Espozo wrote:tomaitheous wrote:This is where the PCE and Genesis have more flexibility; sprites (and tiles) and exist anywhere in the whole vram range (even inside tilemap areas). Though for your typical average game, I'm sure it's not a huge deal breaker
But they only have about half (5/8 for the Genesis) the amount of sprites, so you with the Genesis, you can have a 32x16 sprite, but with the SNES, you can have two 16x16 sprites for the exact same effect, only loosing slightly more sprites than the Genesis and the exact same amount of the TG16, but it's unlikely you wont have a single sprite that's perfectly square. In fact, explosions and bullets are usually one sprite and are usually take the most sprites, so... (I do wish the SNES had an extra sprite bit for sprite size so you could have all the different sized sprites, but I don't care way too bad. Explosions and bullets, which are usually the largest and the smallest, are usually together so that's a bit of a pain...)
By half? You mean the size of the SAT (sprite attribute table, or OAM as Nintendo calls it)? Yeah, but I look at it the other way around; you need such a large SAT because of the limited sprite sizes on the SNES. I.e. You need a large SAT especially when using anything 8x8 sprites (meta or otherwise).

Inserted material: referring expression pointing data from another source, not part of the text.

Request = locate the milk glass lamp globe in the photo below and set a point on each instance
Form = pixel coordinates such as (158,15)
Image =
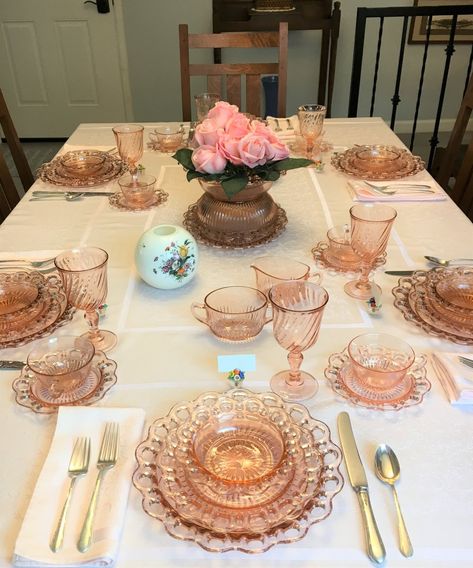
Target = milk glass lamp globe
(166,257)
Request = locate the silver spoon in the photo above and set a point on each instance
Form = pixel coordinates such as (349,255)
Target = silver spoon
(452,262)
(388,470)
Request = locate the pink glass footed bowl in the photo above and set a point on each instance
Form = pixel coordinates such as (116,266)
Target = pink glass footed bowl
(379,360)
(61,364)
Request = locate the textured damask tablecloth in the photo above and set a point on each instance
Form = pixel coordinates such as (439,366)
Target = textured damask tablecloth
(165,356)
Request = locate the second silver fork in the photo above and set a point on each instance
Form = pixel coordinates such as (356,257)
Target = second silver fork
(108,457)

Just an observation/off topic:
Even if you limited the PCE and MD to 256 res mode, the 64 entry SAT will easily cover the entire screen because they have access to
all their sprite sizes in a single frame and aren't limited to square sizes. For MD, that's up to 32x32 which at 64 entries, covers 65k pixels. A 256x224 screen is only 57k pixels. For PCE, with its max size of 32x64, can cover up to 128k pixels; way more coverage than it can show pixel wise. SAT size isn't a problem, even with the PCE's small sprite size of 16x16. Just watch a
Lords of Thunder longplay on the hardest setting; revenge bullets on every enemy kill. 64 sprites is a
LOT of sprites onscreen (objects, not metasprites). Same for the MD. And you have direct access to the full 64k range; no banking or name table limitations or wrapping issues, etc.
Of course, MD has its own problems: to get around the limit number of subpalettes, I'd use more metasprite cells to access more than one palette in a sprite (that or limit sprites to 8 colors each). Stef mentioned that there's a part in Contra Hardcores that maxes out the SAT (80 entries for high res mode), and I thought it was for this reason - but I'm not entirely sure. PCE has a huge number of subpalettes for sprites, but all sizes being increments of 16 pixels (16x16,16x32,16x64,32x16,32x32,32x64) - it can waste space if the object is tiny or waste sprite-line-pixel bandwidth on transparent pixels. They all have their drawbacks, but I wouldn't say SAT entry size is one of them.
On topic:
Isn't the sprite wrap on the SNES sprite page/bank/whatever, at 16k?